A Stock Transfer Required 3 Phone Calls, 2 Emails, and a Prayer. The Prayer Wasn't Answered.
A building materials wholesaler in Al Quoz operated 2 warehouses 4 kilometers apart. Warehouse A held bulk stock. Warehouse B served walk in customers from a retail front. Transfers happened 3 to 5 times per week. Each transfer required 3 phone calls, 2 emails, and a prayer that someone on the other end recorded it.
How AED 75K Went Missing
The prayer usually wasn't answered. The process looked like this. Warehouse B runs low on cement bags. The supervisor calls Warehouse A. "Send 200 bags." Warehouse A loads a truck. The driver delivers. Someone at Warehouse B signs a paper slip. The paper slip goes into a drawer. Nobody enters the transfer in the system. Warehouse A's inventory doesn't decrease. Warehouse B's inventory doesn't increase. The system still shows 200 bags at A and zero at B even though the physical reality is the opposite. This happened 180 times in one year. Not all transfers were missed. But 40% were entered late, 25% were entered with wrong quantities, and 15% were never entered at all. At year end, the combined stock discrepancy across both warehouses was AED 75,000. Stock that existed in one warehouse but was recorded in another. Or recorded nowhere. The annual stocktake took 4 days instead of 2 because half the discrepancies were transfer related.
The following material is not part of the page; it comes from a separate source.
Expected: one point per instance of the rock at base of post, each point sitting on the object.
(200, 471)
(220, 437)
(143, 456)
The warehouse teams blamed each other. Warehouse A said "we sent it." Warehouse B said "we never received that quantity." The paper slips in the drawer either confirmed or contradicted depending on which ones you could find. Several were illegible. Two were missing entirely.
What They Tried
They tried a shared Google Sheet for tracking transfers. Both warehouses were supposed to update it. Within a month, the sheet had conflicting entries. A sent 200 bags on March 3. B received 180 bags on March 5. Nobody investigated the 20 bag difference because nobody owned the reconciliation process. The sheet became a third source of wrong data. They tried requiring the driver to carry a printed transfer form with carbon copies. One copy stays at A, one goes to B, one comes back to the office. The carbon copies were hard to read. The forms ran out after 6 weeks and nobody reordered them. The process reverted to phone calls.
What Solved It
ERPNext stock entry with material transfer type. Warehouse A creates a stock transfer in the system. The transfer specifies items, quantities, source warehouse, and target warehouse. Upon submission, inventory at A decreases and inventory at B increases simultaneously. One transaction. Both warehouses updated. No phone calls. The driver carries a printed transfer note generated by the system with a barcode. Warehouse B scans the barcode at receiving to confirm. If quantities don't match, the receiving team rejects and creates a partial receipt. The discrepancy flags immediately for investigation while the driver is still at the dock. A professional implementation configured the transfer workflow, trained both warehouse teams, and installed a barcode scanner at Warehouse B within week 2 of deployment. Total hardware investment: AED 500 for the scanner. Total process setup: 3 hours.
The Outcome
Transfer recording accuracy went from 60% to 99% in the first month. Year end stocktake discrepancy dropped from AED 75,000 to AED 8,000. The remaining AED 8,000 came from non transfer sources that were separately identifiable and correctable. Stocktake duration fell from 4 days to 1.5 days because the transfer reconciliation problem no longer existed. The warehouse teams stopped blaming each other because the system showed exactly who sent what, when, and who received it. At AED 1,999 per month, the multi warehouse module with stock transfers is a core feature. For any company operating more than one storage location, it eliminates the phone call, email, and prayer method that loses inventory in the gap between what was sent and what was recorded. Every business with multiple warehouses has a version of this story. The details change. The AED 75K changes. But the pattern is identical: transfers happen physically faster than they get recorded digitally, and the gap costs real money every single time.